意外と難しい質問だった。触れるのはどこまでいいかとか具体的に言うのがなかなかできなかったが最低限、自分たちが許せる範囲を話した。

「まぁ、こんな感じ」

「わかった。ちなみに、明日一人で来いとは言われてないからお前らも来る?」

「「行く!」」


次の日

 研究室に出向いた三人は昨日レイが壊したドアを横目にルーベンの部屋に入った。ルーベンにとって三人は予想外だが素直に向かい入れた。

研究室は透明な部屋がいくつも連なり、各々研究に勤しんでいた。中には暗室のような部屋もちらほらあったが20部屋以上を管理していた。

「ようこそ、ロキ君は初めてだね」
「はい」
「どうだい?」
「驚きました。凄いですね」
「うんうん、ウェザー1だからね」

 説明を終え好きに見ていいと言われ部屋を見渡しソードはコレクションへと近づいた。ルーベンがそこへ来て説明をしだした。鍵のある棚を指差してあちらの部屋の奥に入った物は更に貴重だと誘導した。

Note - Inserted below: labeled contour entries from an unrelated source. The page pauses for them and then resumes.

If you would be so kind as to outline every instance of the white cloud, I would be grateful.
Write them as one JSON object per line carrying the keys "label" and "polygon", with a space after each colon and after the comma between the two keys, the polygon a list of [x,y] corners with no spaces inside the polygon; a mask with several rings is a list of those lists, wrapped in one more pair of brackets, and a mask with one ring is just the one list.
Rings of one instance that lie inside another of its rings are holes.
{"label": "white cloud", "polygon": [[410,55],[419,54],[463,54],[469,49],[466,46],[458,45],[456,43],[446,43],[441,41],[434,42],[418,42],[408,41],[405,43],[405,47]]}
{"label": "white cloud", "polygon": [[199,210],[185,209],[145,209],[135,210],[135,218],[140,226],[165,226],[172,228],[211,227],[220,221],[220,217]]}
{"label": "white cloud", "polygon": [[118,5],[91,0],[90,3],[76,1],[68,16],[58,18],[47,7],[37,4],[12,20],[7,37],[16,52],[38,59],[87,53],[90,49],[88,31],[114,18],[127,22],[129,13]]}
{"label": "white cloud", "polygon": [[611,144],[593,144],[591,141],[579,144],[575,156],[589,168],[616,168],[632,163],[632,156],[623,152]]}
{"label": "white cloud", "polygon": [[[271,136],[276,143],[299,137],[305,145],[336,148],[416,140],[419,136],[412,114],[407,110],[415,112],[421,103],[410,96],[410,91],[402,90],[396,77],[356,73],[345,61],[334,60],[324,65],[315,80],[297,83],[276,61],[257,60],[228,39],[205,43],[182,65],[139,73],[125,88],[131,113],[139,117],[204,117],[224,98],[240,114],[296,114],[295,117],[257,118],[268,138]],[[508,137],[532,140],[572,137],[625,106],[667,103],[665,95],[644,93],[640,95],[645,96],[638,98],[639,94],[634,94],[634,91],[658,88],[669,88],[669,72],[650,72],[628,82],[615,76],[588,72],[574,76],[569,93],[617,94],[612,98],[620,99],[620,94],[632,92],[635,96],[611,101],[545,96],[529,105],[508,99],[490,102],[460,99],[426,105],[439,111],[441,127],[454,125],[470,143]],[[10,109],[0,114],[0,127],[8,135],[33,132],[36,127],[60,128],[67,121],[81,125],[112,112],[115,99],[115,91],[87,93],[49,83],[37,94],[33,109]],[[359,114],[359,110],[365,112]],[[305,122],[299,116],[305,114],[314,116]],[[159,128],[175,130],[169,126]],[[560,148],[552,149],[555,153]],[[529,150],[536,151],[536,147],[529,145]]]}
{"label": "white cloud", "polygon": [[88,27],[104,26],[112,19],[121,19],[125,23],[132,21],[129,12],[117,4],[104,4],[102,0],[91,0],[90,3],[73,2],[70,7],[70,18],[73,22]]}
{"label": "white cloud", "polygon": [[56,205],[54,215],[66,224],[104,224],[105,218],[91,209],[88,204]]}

古い棚に飾ってある物を手に取ろうとしたら先に取りソードに手渡した。

「ありがとうございます」

「それは、3深層に居たレア魔獣で古いものだ。まだ、生息していると聞いた」

「そうですか」

レイとロキからは少し視界の悪い位置になる。説明しながらソードの肩に手を乗せ親指ですりすりと肩を撫でる。

「次のを」

と言い、目の前にある瓶をソードが取ろうとしたら「それより、こちらのを」と肩に置いていた手を伸ばして取った。ソードはルーベンの体にすっぽり隠れる形になった。説明する振りを混ぜながらルーベンが囁くように話しかけてきた。

「私との時間はとれそうかな?」
「今ではないんですか?」
「今は研究室だ」
「そうですか」
「この後食事でも」
「食事なら構いませんよ」
「では、食事を」

ソードの手をゆっくりなぞり肩から腰に手が回ろうとしたその時、後ろから低い声がした。

「何してんだよ」

ルーベンはドキッとして手を引っ込めた。
レイがすぐに自分の元にソードを引き寄せた。

「魔獣の説明だよ。それとこの後二人で食事に行く約束をした」

「あ?ダメに決まってるだろ。何でそんな約束すんだよ」

「レイ、食事だけだ」

「じゃあ、俺達も行く」

「二人でゆっくり話しをしたい」

「ね、ソード君?」

「はい」

優しく笑いながらソードの顔をみた。レイはすぐに自分の後ろに隠して見えないようにした。

「だから、ダメに決まってるだろ」

「レイ、わかってないな。ロキ君もいるだろ、二人が別行動をしたらどっちに行くんだ?今も一人だろ」

レイから離れた場所にいるロキに目を配りルーベンは薄く微笑みかける。

ロキをずっと見てればソードを見れない。ソードを見ればロキが見れない。ソードが言った言葉がよぎる「お前は全力でロキを守れ」

クソ、結局こうなるのか。

「ロキといる」

「なら、ソード君と私は食事を。ちゃんと返すよ」

 ルーベンはソードの手をとり勝ち誇ったかのように連れていった。出ていくソードはニヤリとレイを見て笑った。まるで、よくやったという顔だった。レイは訝しげな顔で二人を見送った。

「レイさん…追いかけますか?」

「いや、逆にソードが危なくなる。部屋にもどるぞ。それに、何か策があるみたいだった」

二人は部屋に戻って時間を潰していると2時間ほどしたら戻ってきた。